Delivering Quality AI Apps: A Practitioner’s Guide
I've been knee-deep in AI deployment for years, and let me tell you, delivering quality AI applications is no walk in the park. From transitioning models to production to ensuring operational rigor, I've faced—and solved—my fair share of challenges. In this article, I'll walk you through my journey with AI systems, focusing on practical workflows, the tools I rely on, and the pitfalls I've learned to avoid. We'll dive into operational rigor and scalability, transitioning AI models from development to production, and Trainline's AI travel assistant with multi-agent systems. It's a hands-on guide for anyone looking to master the complex art of shipping quality AI apps.

I've been knee-deep in AI deployment for years, and let me tell you, delivering quality AI applications is no walk in the park. First, getting models from development into production takes an operational rigor many underestimate. I've faced challenges, I've been burned more than once, but I've figured out how to overcome them. This article dives into my journey with AI systems. I'll guide you through my practical workflows, the tools that have become my allies, and pitfalls to avoid. We'll talk operational rigor, scalability, and transitioning AI models from development to production. And if you're curious about how Trainline uses a multi-agent AI travel assistant, I'll show you the backstage. This is a guide for those who want to master the complex art of shipping quality AI apps.
Transitioning AI Models to Production
Moving AI models from development to production is a challenge that can't be overlooked. First, I tackle the practical hurdles that come with this transition. It's not just a formality; it's a deep dive into real-world application. The key is ensuring the model is ready to face the real world, which requires robust testing and solid validation before deployment.

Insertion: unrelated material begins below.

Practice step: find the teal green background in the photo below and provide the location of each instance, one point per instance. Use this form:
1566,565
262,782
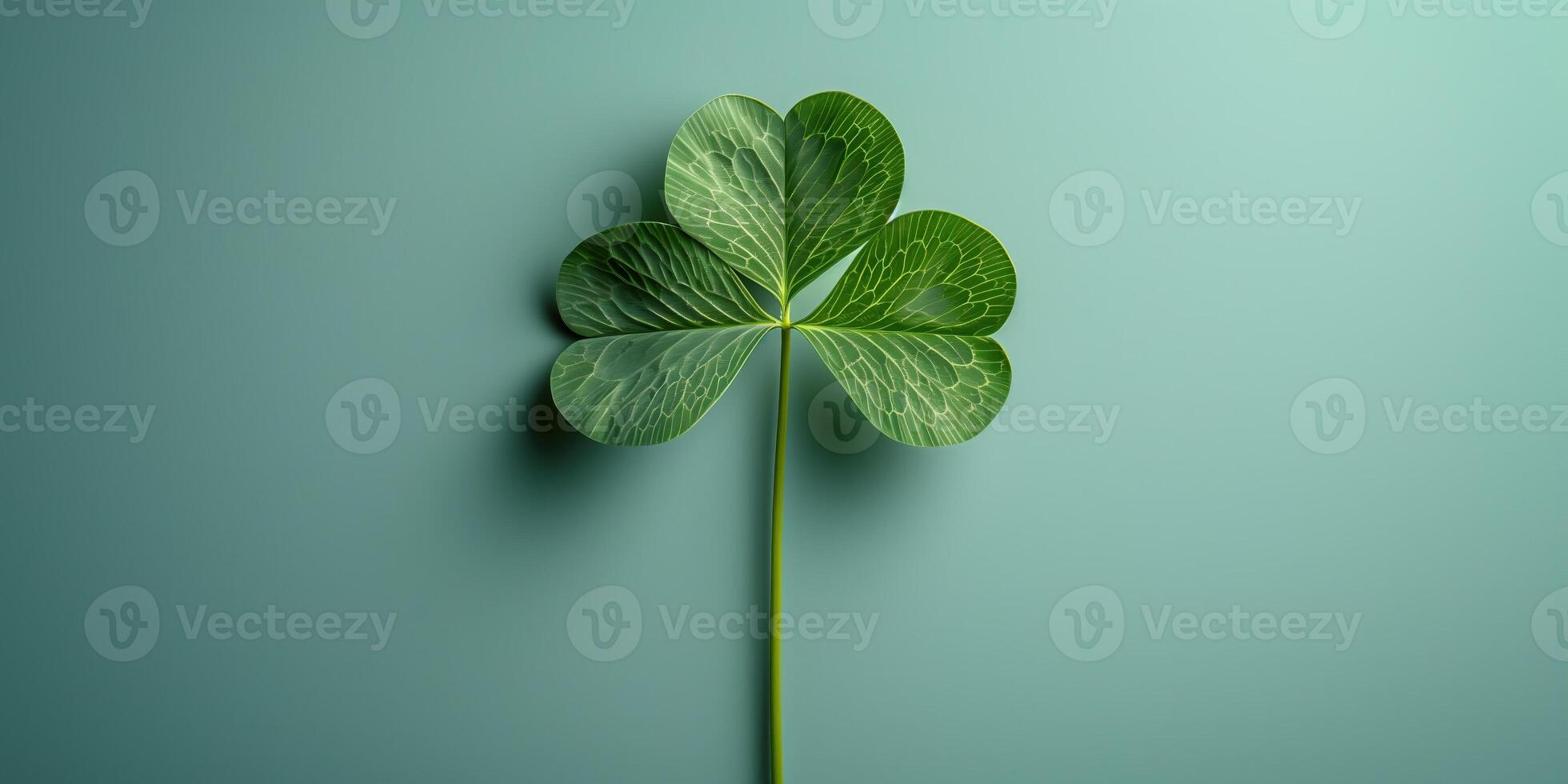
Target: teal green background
480,542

Watch out for common pitfalls like data drift and model degradation over time, which can seriously impact performance. This is why a solid CI/CD pipeline is indispensable for streamlining this process. I use golden data sets to ensure reliable benchmarking.
- Robust testing before deployment
- Beware of data drift
- CI/CD pipeline for efficiency
- Golden data sets for reliable benchmarking
Ensuring Operational Rigor in AI Systems
Operational rigor isn't just a buzzword; it's essential for scalable AI. I often compare the impact of deterministic vs non-deterministic scoring on system performance. What I've learned is that clarity in scoring can really be a game changer.
I use AI observability tools like Brain Trust to monitor system health. The role of parent spans in tracing and debugging interactions is crucial. They allow me to maintain system integrity through continuous monitoring and updates.
- Difference between deterministic and non-deterministic scoring
- Using Brain Trust for observability
- Tracking interactions with parent spans
- Continuous monitoring for system integrity
AI Observability and Multi-Agent Systems
My experience with AI observability, especially with Brain Trust, has been a paradigm shift. Multi-agent systems are powerful but complex to orchestrate. I've learned to manage these systems effectively.
LLMs as judges in evaluations are a revolution, but watch out for their limits. I manage agent interactions to avoid conflicts and ensure efficiency. There's always a trade-off between flexibility and control.
- Using Brain Trust for observability
- Orchestrating multi-agent systems
- LLMs as judges in evaluations
- Managing interactions to avoid conflicts
Building and Evaluating AI Systems
Building AI systems is an iterative process. I share my workflow from ideation to deployment. Evaluation is key: I create 10 diverse inputs to test system robustness.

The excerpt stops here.